Roger Ebert of the Chicago Sun-Times rated it three out of four stars and commented, "The movie is part farce (unplanned entrances and exits), part slapstick (misbehavior of corpses) and part just plain wacky eccentricity. I think the ideal way to see it would be to gather your most dour and disapproving relatives and treat them to a night at the cinema."
Sid Smith of the Chicago Tribune called the film "lethal farce, combining hints of The Lavender Hill Mob, doses of Joe Orton and a smidgen of the Farrelly brothers' scatology in its mix." He added, "The sibling rivalry/resolution meant to give the movie its sweet, heartfelt thread is weak, and there are stretches in which the comedy sags or settles for the predictable. But Death provides an adult tonic in a season typically abandoned to the comic book cocktail. There are worse ways to escape the August heat."
Steve Dollar of the New York Sun said, "The ensemble approach allows for a maximum of comic scenarios to be put into effect, as the film's motor revs into higher and higher gear. Expert pacing and delivery, as well as the abundance of hyper-articulate, over-educated, effervescently British character types, ratchet up the cringe factor accordingly. The film's antic disposition, or rather its disposition toward antics, may strike some as an exercise in overkill, even though, curiously, the film disappointingly resolves all the comic trauma by letting everyone off the hook. Moreover, a lot of the material, especially the closeted-gay jokes, seems dated. But for Mr. Oz, finger-snap pacing and an expert cast (surely familiar to any BBC America viewer) bring this Death to giddy life."
Philip French of The Observer said the film, "in which a fine British cast is wasted on feeble material, is directed by Frank Oz in less than wizardly form."
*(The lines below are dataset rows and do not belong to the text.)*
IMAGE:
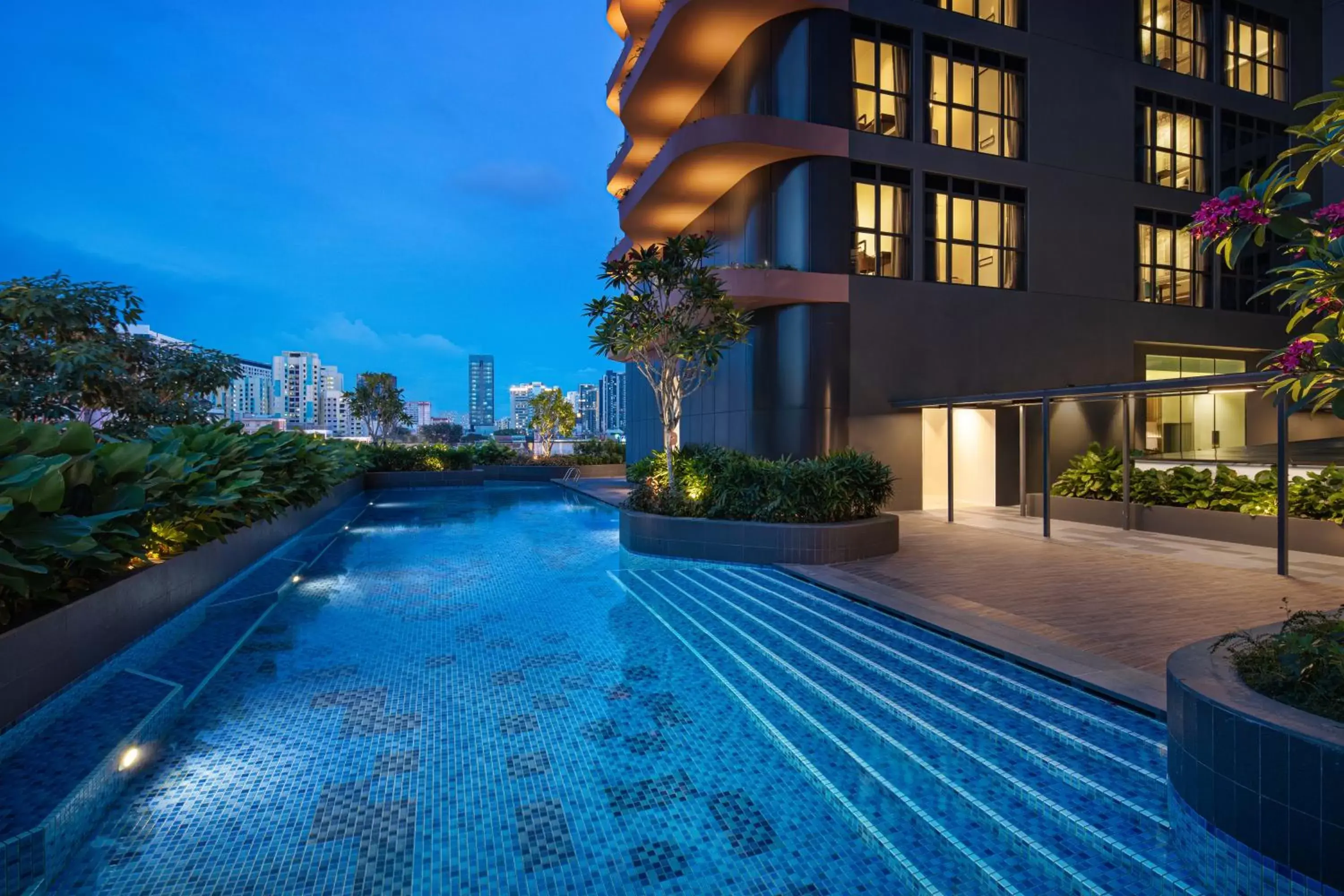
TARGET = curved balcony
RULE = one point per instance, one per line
(689, 46)
(705, 160)
(765, 287)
Phelim O'Neill of The Guardian rated it two out of five stars and commented, "Scientists believe that black holes can slow down the progress of time. A similar effect can be felt by viewers of this damp squib of a farce as it grinds on from one lame set-up to the next. This sort of sub-Alan Ayckbourn trawl might work on stage but never on the big screen, where all the deficiencies of the form are thrown into sharp relief. From Oz downwards, the credits are full of familiar names foolishly squandering the goodwill their past works have generated."
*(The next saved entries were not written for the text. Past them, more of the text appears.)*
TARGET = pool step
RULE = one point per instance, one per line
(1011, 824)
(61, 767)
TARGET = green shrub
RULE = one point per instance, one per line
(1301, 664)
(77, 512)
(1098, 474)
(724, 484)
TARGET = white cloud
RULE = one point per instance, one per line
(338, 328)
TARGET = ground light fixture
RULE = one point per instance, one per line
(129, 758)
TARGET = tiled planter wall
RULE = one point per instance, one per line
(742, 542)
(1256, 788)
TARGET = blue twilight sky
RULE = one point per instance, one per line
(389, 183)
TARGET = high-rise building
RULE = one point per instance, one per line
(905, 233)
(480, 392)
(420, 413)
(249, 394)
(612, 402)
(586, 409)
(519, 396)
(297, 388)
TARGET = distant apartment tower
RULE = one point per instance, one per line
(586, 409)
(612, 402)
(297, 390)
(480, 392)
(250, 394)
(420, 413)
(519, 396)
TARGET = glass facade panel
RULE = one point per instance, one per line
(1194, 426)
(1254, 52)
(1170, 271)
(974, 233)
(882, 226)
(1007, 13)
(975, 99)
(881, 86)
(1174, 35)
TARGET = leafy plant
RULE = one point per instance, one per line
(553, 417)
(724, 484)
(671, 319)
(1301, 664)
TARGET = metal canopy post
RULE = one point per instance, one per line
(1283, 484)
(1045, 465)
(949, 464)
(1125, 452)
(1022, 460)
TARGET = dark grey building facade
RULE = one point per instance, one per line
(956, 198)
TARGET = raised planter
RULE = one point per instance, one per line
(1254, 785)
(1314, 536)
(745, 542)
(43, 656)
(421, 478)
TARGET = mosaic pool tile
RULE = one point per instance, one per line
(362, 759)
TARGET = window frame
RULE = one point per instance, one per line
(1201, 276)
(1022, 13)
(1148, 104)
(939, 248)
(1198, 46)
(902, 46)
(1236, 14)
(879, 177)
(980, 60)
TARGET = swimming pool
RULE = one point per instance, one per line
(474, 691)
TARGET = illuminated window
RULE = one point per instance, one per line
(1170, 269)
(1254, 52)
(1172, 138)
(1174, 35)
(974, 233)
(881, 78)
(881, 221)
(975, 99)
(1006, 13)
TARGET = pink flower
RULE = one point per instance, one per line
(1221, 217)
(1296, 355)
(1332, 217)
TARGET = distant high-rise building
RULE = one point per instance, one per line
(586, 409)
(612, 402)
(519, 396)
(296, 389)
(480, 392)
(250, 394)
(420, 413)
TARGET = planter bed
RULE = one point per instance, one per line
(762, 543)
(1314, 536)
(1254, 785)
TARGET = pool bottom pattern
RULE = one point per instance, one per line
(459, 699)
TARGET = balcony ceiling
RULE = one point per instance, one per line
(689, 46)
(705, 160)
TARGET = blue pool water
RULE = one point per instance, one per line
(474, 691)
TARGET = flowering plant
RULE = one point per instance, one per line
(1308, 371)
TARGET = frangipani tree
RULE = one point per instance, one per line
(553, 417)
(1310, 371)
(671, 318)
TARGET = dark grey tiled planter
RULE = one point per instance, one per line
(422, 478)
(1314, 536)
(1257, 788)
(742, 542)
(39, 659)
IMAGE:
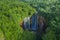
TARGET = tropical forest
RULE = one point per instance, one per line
(29, 19)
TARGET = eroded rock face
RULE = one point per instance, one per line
(2, 35)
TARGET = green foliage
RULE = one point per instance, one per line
(11, 14)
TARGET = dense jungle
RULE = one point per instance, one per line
(13, 12)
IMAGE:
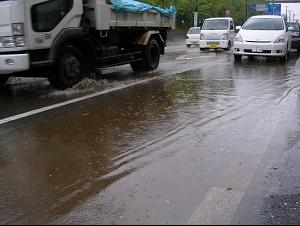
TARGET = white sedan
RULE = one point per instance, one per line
(266, 36)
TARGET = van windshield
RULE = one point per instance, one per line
(195, 30)
(217, 24)
(295, 26)
(268, 24)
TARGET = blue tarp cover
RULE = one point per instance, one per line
(135, 6)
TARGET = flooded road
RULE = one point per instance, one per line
(201, 141)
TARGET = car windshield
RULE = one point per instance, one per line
(264, 24)
(295, 26)
(217, 24)
(195, 30)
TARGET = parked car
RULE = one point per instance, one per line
(266, 36)
(295, 35)
(193, 37)
(217, 33)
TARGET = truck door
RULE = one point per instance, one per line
(47, 18)
(231, 32)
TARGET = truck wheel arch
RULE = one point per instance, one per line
(73, 36)
(147, 36)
The film eventually earned $46,600,669, split $8,580,428 in North America and the equivalent of $38,020,241 in other markets. It opened in 260 theatres in the United States on 17 August 2007 and grossed $1,282,973 on its opening weekend, ranking #17 at the box office.
Director Frank Oz won the Audience Award at both the US Comedy Arts Festival and the Locarno International Film Festival.
The Region 1 DVD was released on 26 February 2008. Viewers have the option of watching the film in either anamorphic widescreen or fullscreen format. It has audio tracks in English and Spanish and subtitles in English, Spanish, and Cantonese. Bonus features include two audio commentaries: one with Frank Oz and another with screenwriter Dean Craig and cast members Alan Tudyk and Andy Nyman, and a gag reel.
In 2009, a Hindi remake of the film, entitled Daddy Cool, was released starring Sunil Shetty, Aashish Chaudhary, and Rajpal Yadav.
In 2010, Chris Rock, Tracy Morgan, and Martin Lawrence starred in a US remake of the same name, directed by Neil LaBute. Peter Dinklage returned to play the role of Peter, although the character was renamed Frank. The film was released on 16 April 2010 to mixed reviews.